Por si acaso, muchos agricultores han seguido el ejemplo de los murcianos y han comenzado a invertir en Marruecos. Con la esperanza de que el desarrollo de los países de Europa del Este abra nuevos mercados. Y en cuanto a la tensión social, Losilla asegura que en El Ejido "la situación está mucho más relajada. Al final uno se acostumbra a esta convivencia laboral. Los hijos de los inmigrantes van a la escuela, y reciben la misma educación que los demás niños".

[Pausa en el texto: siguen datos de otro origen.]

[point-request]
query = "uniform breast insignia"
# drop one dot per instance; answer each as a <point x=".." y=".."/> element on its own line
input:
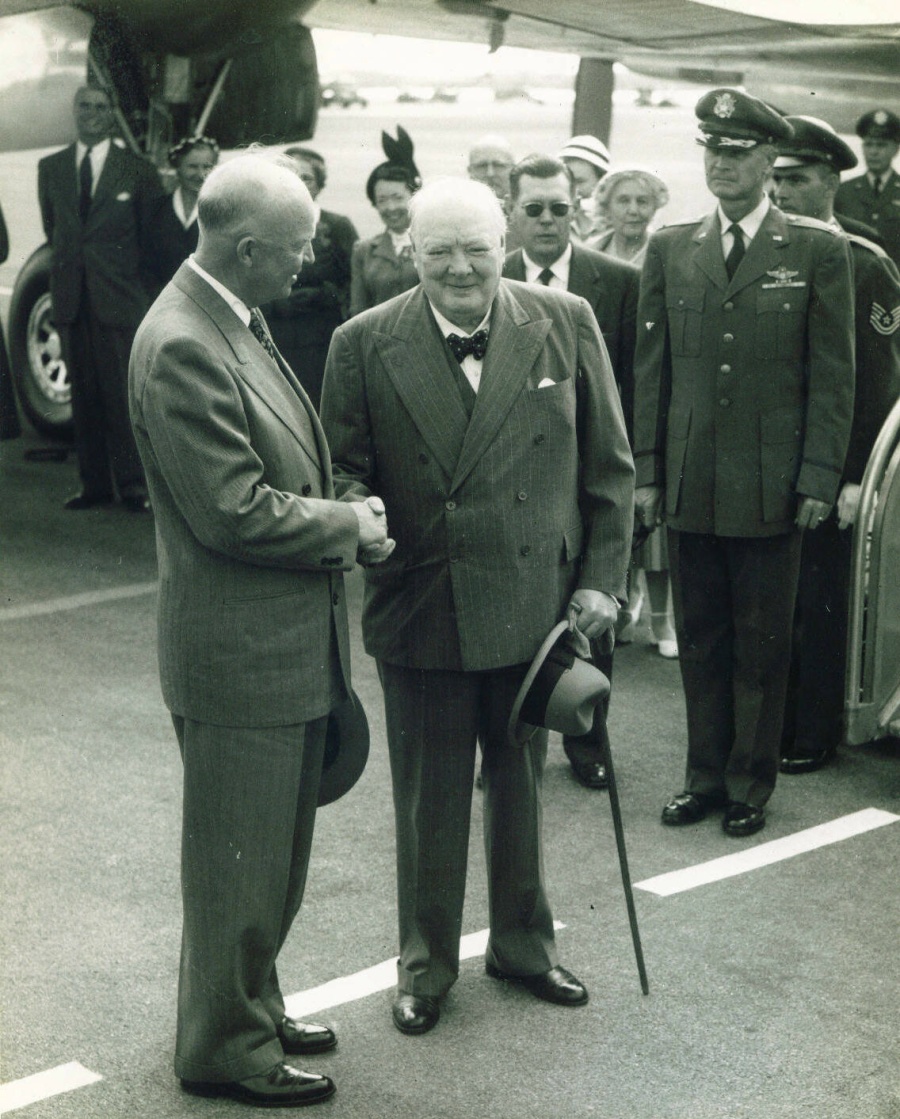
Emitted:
<point x="884" y="322"/>
<point x="724" y="105"/>
<point x="784" y="278"/>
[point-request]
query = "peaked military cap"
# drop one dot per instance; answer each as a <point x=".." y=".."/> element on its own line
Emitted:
<point x="814" y="141"/>
<point x="879" y="124"/>
<point x="733" y="119"/>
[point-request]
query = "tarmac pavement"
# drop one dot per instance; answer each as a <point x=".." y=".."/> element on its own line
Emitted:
<point x="774" y="993"/>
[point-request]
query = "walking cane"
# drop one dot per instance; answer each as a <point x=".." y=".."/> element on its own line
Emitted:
<point x="608" y="642"/>
<point x="629" y="897"/>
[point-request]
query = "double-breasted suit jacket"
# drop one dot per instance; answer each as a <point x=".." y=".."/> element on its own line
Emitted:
<point x="377" y="273"/>
<point x="496" y="518"/>
<point x="881" y="212"/>
<point x="743" y="387"/>
<point x="611" y="289"/>
<point x="109" y="253"/>
<point x="250" y="556"/>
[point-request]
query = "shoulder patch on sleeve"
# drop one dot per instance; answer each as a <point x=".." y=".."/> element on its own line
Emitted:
<point x="884" y="321"/>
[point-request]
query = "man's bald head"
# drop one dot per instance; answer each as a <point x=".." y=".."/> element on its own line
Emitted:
<point x="256" y="219"/>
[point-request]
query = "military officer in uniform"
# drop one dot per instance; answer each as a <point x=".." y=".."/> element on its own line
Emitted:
<point x="743" y="397"/>
<point x="874" y="197"/>
<point x="806" y="176"/>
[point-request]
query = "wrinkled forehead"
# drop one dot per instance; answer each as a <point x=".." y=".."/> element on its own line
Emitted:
<point x="449" y="223"/>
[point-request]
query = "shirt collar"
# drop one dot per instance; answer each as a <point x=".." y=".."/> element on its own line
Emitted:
<point x="749" y="223"/>
<point x="559" y="268"/>
<point x="99" y="151"/>
<point x="447" y="327"/>
<point x="236" y="304"/>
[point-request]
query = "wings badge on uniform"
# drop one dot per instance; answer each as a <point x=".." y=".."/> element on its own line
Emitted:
<point x="883" y="321"/>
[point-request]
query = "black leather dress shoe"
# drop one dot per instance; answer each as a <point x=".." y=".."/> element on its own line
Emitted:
<point x="85" y="500"/>
<point x="556" y="986"/>
<point x="415" y="1014"/>
<point x="807" y="763"/>
<point x="282" y="1087"/>
<point x="300" y="1038"/>
<point x="591" y="774"/>
<point x="743" y="819"/>
<point x="688" y="808"/>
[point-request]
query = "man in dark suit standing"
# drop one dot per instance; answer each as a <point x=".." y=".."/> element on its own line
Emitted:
<point x="873" y="198"/>
<point x="806" y="176"/>
<point x="542" y="197"/>
<point x="253" y="643"/>
<point x="96" y="199"/>
<point x="485" y="414"/>
<point x="743" y="397"/>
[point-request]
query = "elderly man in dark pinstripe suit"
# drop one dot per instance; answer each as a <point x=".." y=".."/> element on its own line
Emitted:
<point x="484" y="412"/>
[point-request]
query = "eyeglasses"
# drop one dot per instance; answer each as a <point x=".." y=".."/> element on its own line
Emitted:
<point x="558" y="209"/>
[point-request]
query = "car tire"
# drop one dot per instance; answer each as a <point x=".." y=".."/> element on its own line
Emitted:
<point x="38" y="370"/>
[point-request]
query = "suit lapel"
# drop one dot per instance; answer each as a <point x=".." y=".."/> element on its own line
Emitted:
<point x="287" y="400"/>
<point x="416" y="365"/>
<point x="709" y="256"/>
<point x="762" y="251"/>
<point x="513" y="348"/>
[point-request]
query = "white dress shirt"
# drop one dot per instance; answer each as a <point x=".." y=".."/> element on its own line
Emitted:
<point x="559" y="268"/>
<point x="749" y="224"/>
<point x="470" y="365"/>
<point x="99" y="153"/>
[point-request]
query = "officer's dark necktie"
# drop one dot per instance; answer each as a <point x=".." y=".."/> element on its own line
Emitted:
<point x="259" y="332"/>
<point x="85" y="186"/>
<point x="475" y="344"/>
<point x="736" y="254"/>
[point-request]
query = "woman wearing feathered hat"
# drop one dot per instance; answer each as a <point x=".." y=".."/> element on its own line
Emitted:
<point x="382" y="266"/>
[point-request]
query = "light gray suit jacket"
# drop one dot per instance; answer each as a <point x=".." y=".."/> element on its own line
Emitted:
<point x="497" y="518"/>
<point x="251" y="543"/>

También Mohamed Buterfés, de 37 años, marroquí de Nador, que llegó a El Ejido hace 12 años, confía en las siguientes generaciones. Su bar, sin ventanas, es lugar de cita de la colonia marroquí. Aquí se bebe té a la menta, y se sigue la actualidad a través de la cadena de televisión Al Yazira. Buterfés es uno de los pocos marroquíes que habla un español perfecto. Tiene tres hijos -de "seis años, cuatro y medio y seis meses"-, nacidos en el hospital de Poniente, y siete hermanos repartidos por el mundo, varios en España. "La situación de los inmigrantes en España ha mejorado. Pero en Almería no se puede conseguir mucho. Un sueldo de 30 euros diarios es poco para mantener a la familia y pagar un alquiler de 300 euros", dice. Aunque él es un triunfador. Después de cinco años de trabajo duro en los invernaderos, "traje a mi mujer, y a mis hermanos", cuenta. Con su ayuda, pudo dejar los plásticos y montar su propio negocio.
Buterfés entró en España aprovechando la regularización de 1991. Aquí se instaló y aquí progresó. Por eso lamenta que desde "lo que ocurrió" hace cuatro años las relaciones sigan tensas. "La culpa es de las instituciones, que no hacen su trabajo", dice. "Un español que venía al bar tuvo que irse a vivir a otro pueblo, a Berja, porque los vecinos le criticaban. Lo que yo digo es que, si ellos nos necesitan y nosotros les necesitamos a ellos, mejor es que haya paz. Pero tendrá que pasar más tiempo. Yo creo que mis hijos sí lo verán".